Thursday, November 1, 2007

Football's First Forward Pass, aka I Can Move Forward Day November 1st

On November 1st in 1913 Notre Dame introduced the first forward pass in a game against Army at West Point. Notre Dame scored 35 points to Army's 13. In honor of this ground breaking game, I am naming November 1st I Can Move Forward Day.

The reasons for I Can Move Forward Day are personal. Basically, I have had a very emotionally difficult six weeks. Normally, my gut reaction to this type of personal stress is to want to crawl under the covers and hide until someone makes me come out. Fortunately, I seem to have grown up a bit because I can't do that this time, because hiding is isn't productive nor is it healthy.

I had spent the last three days writing out the details of what had happened over the last six weeks, but I have decided not to post what I wrote for a few reasons. First, it doesn't really fit the scope of my blog; second, it felt whiney, even though there were a few cleverly phrased parts; and third, I'm shy, and I don't feel like sharing all of it. But, I am going to share some of it, and hopefully it won't feel like the whiney parts.

Anyway, the core of my stress is that I found out that my Multiple Sclerosis has progressed. I have progressed from Relapsing-Remitting Multiple Sclerosis to Secondary Progressive Multiple Sclerosis. Because of this progression, I am going to have to increase the dosage of one of my medications, (Interferon Beta 1-A going from brand name Avonex 30 mcg once a week to Rebif 44 mcg three times a week). This increase could effect my ability to work full time, which would effect my insurance, which would effect my ability to get treatment... and so on, and so on.

I haven't really noticed an increase in my disability, but the MRI that I had in August showed that I have 26 lesions on my brain. Last year I had 12. The year before that I had 7, and the year before that I had 5. Basically, the lesions are places where the brain doesn't work any more because my immune system has attacked my nervous system and the cells that have been attacked form scar tissue through a process called demyelination.

So, my brain has so many holes it's like Swiss cheese. (Which means it's normal that I loose my keys every other day and lock myself out of my apartment at midnight on a Sunday night, and when people notice that I am being a bit of an airhead I can just say, "It's okay, I have 26 holes in my brain!") But, the way that my doctor gave me this information was not good. (Let's just say, doctors should read their patient files before they go into the exam room so they don't say things like, "Well, at least you've already have had your children, so you don't have to worry about pregnancy on these medications" and "Maybe we should save the rest of this conversation until your husband can be here.") Then, the same week that I got all this news, my brother was in a major car accident.

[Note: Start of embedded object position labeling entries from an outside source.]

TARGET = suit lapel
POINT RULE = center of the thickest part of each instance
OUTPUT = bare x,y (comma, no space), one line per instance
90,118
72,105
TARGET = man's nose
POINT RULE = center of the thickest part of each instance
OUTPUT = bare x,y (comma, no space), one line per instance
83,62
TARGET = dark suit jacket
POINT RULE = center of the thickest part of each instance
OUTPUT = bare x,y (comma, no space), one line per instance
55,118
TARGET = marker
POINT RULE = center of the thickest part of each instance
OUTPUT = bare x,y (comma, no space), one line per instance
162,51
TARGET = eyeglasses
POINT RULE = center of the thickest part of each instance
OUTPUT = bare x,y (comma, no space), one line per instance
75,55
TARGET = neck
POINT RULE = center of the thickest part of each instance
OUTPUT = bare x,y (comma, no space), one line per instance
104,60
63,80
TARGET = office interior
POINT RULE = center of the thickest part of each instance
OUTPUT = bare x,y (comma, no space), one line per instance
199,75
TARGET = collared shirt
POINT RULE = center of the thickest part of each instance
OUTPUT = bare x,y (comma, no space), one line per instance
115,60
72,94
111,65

So, that week wasn't a good week.

But that was in September, and I have had all of October to get used to the idea of new treatment, and today, the first day of November, is a good day for a fresh start. I had my follow-up appointment with my doctor. The doctor had me schedule a follow-up because the one in September was so emotional he wanted to give me time to come to terms with all the new information. Today's appointment was mostly setting up all the technical stuff for my new treatment. I have to have a home health nurse come in to show me how to do everything the right way. I had to get all the right insurance preauthorizations. I have to sign over the title of my car and my non-existent first-born for every monthly co-pay... but, I actually feel okay about this new first step. The positive thing is, even though my MRI looks really bad-- bad enough for the doctors to be really, really concerned, I am functioning fairly well, and I feel pretty good, most days. In fact, I think that most of my not feeling good is due to side effects of my medications that are supposed to be stopping the progression of the Multiple Sclerosis. Which is why I have had such a difficult time deciding to increase the dosage of those medications.

After today's appointment, I feel really positive about moving forward (and it doesn't hurt that the needle is significantly smaller for the Rebif) not dwelling on all of this negative stuff I have had in my head these last six weeks. I haven't ever seen a football game without at least one forward pass (at least I can't remember a significant one). Even with a strong running game, the best offense needs to mix things up with a few passes, and everyone loves to see a completed long-reach-for-it-and-run-for-the-end-zone pass. Perhaps, this new medication will be one of those passes where I can hear the footsteps of the defense right on me, and the end zone is just right there when the ball just comes over my shoulder into my hands... you know, just perfect.


FoxyJ said...

I hope your new medication is working out and that things are going well. *hug*

Absent-minded Secretary said...

Thanks for the hugs Foxy! I haven't quite started the new medication yet, I have to wait to be trained, but I am finally feeling good about it.